En faisant entrer ces factures dans le secteur de l’art contemporain, le collectif ne s’est pas contenté de mettre en lumière le système de santé américain défaillant et injuste. MSCHF a fait de ces factures des œuvres d’art, des œuvres d’art qui ont un prix. Les toiles, intitulées Medical Bill Art, ont été vendues à hauteur de la dette qu’elles représentaient chacune, afin que les patient·e·s s’acquittent des sommes dues.

“Medical Bill Art”, détail, 2020. (© MSCHF)

Dénoncer et aider

Le projet accentue les difficultés auxquelles font face une majorité d’Américain·e·s au cours de leur vie, se voyant souvent obligé·e·s de créer des cagnottes et de compter sur leur popularité numérique pour éponger leur dette, rapporte un des membres de MSCHF, Daniel Greenberg : “Selon nous, le système de santé américain a atteint un point de non-retour dans l’absurdité. Il nous paraissait donc logique que seule une solution rocambolesque nous permette de traiter le sujet”, a-t-il expliqué à CNN.

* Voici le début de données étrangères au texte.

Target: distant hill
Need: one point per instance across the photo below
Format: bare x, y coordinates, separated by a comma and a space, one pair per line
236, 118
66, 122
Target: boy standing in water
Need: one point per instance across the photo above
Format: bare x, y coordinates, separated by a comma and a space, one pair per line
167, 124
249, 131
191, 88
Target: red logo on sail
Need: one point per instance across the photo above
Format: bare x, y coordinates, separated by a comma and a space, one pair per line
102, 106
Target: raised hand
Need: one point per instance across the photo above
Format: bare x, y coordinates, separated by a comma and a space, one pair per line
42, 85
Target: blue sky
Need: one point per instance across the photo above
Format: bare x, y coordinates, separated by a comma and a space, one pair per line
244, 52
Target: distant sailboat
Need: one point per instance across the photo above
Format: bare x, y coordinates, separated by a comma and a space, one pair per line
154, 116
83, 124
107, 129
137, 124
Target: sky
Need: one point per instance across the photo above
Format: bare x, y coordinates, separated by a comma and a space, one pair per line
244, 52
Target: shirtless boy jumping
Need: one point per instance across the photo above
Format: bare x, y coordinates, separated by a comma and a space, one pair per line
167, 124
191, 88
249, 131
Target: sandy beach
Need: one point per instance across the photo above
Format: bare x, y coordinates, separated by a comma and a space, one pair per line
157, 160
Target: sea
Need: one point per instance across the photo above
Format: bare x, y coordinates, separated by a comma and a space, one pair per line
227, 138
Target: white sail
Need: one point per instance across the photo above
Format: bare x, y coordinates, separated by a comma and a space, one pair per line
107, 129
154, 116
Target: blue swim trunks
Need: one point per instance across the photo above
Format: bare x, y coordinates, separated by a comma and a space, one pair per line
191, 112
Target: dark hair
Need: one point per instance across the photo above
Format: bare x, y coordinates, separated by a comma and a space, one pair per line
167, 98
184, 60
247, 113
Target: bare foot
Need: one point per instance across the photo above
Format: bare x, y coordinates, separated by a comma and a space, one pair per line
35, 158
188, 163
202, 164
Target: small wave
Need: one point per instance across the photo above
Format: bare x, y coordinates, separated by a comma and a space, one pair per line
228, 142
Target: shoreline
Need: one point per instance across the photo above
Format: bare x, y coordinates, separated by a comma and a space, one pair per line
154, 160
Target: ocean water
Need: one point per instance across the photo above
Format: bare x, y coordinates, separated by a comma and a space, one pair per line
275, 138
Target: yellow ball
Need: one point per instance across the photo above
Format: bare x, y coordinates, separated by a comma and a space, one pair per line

Pour mettre sur pied le projet, le collectif a commencé par trouver des personnes endettées à cause de leurs soins médicaux. Rien de plus facile, après une annonce passée dans son journal, une centaine de lecteur·rice·s ont partagé leur expérience et le gouffre financier dans lequel ils ou elles se trouvaient :

“Chaque mail reçu était comme un coup dans le bide. Le lectorat de MSCHF est jeune, donc c’était particulièrement dur d’entendre les histoires de lycéens et d’étudiants déjà endettés à hauteur de dizaines de milliers de dollars, juste à cause de leur santé”, s’épanche Daniel Greenberg.

“Medical Bill Art”, 2020. (© MSCHF)

Après avoir vérifié la véracité des faits avancés (et que les traitements médicaux ne faisaient pas suite à des actes violents), le collectif a choisi au hasard trois personnes, restées anonymes. Chaque toile a été vendue au prix indiqué sur la facture représentée.

Un dénouement heureux, mais cynique

Les trois personnes ont pu rembourser, pour cette fois, leurs dettes, mais malheureusement, le projet ne constitue qu’une “œuvre conceptuelle”, précise bien Daniel Greenberg, et n’est pas une “stratégie fiable permettant d’alléger ses dettes”. L’art peut tenter de dénoncer et d’aider autant que possible, mais seules des décisions politiques permettraient de loger tout le monde à la même enseigne.

Que ces dettes aient été si facilement payées par des collectionneur·se·s d’art fait un peu grincer des dents. Bien qu’allégeant la charge de trois individus, aussi lourde soit-elle, ce projet souligne autant les failles du système de santé américain que les fractures et inégalités de la société.